Citizens action groups such as FumaneFuturo, founded in January this year, also are opposing the cement magnates’ scheme for expansion. Mimi Conti, a Fumanefuturo founder who lives on land in sight of the factory, understandably resents the constant sound of machinery drowning out the natural sounds of the valley.
 
 Mr Conti says he received death threats from workers at the plant after he organised a public meeting addressed by a cancer specialist on possible health threats from industrial emissions.
 
 As if the new plant were not enough, Rossicimenti also has applied to the regional government of Veneto to open a new marlstone excavation quarry in a new as yet untouched hill that opponents say is part of a protected natural park.
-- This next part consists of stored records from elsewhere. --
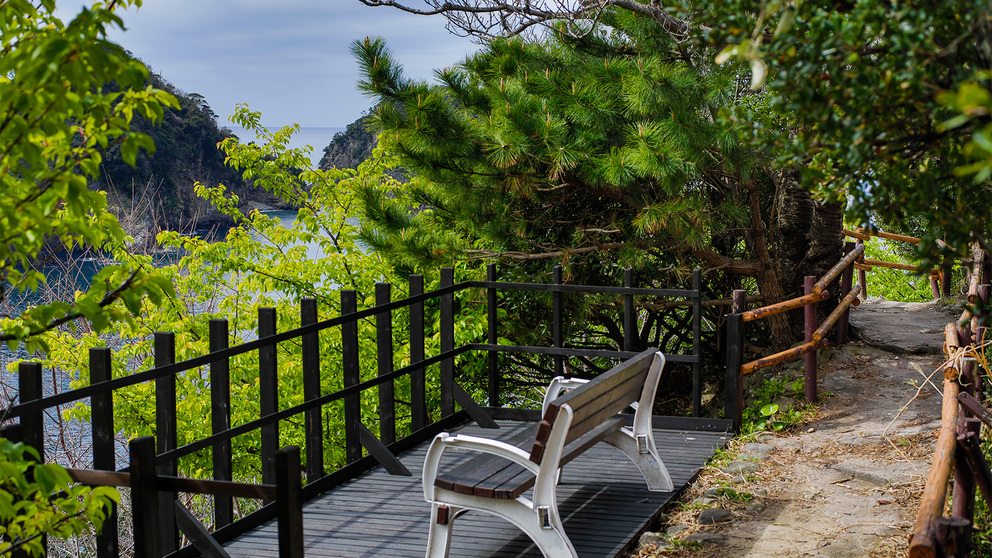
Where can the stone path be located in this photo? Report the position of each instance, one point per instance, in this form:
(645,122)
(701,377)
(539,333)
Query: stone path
(846,482)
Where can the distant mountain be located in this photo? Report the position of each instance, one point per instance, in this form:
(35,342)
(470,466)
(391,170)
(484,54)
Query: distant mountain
(160,187)
(349,148)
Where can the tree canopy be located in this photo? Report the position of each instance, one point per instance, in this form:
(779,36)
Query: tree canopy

Rossi says it holds existing excavation rights to it. The cement company has replanted vines on large swathes of land it no longer needs after exhausting underlying Marlstone deposits. But local peasants complain that cherry trees, once providing one of the main crops of local farms, no longer bear fruit as before because of omnipresent cement dust.
 
 “We are at a historic turning point,” says Daniele Todesco, the head of another citizens’ pressure group, Valpolicella 2000, in the adjoining, pristinely beautiful valley of Marano . “Either the cement plant is closed gradually and we re-launch Valpolicella or we re-launch this kind of heavy industrial business.”
 
 The centre-left mayor of Marano for his part has accused the action groups of spreading alarmism. And many environmentalists accuse local mayors of relying too heavily on tax income from the cement plant. Fumane’s centre-right mayor declined a request to discuss the issue with a foreign reporter, saying it would be “inappropriate while studies of the project are ongoing.”
 
 Franco Allegrini, however, believes many local people have become too used to living with the cement works, engendering a dangerous complacency.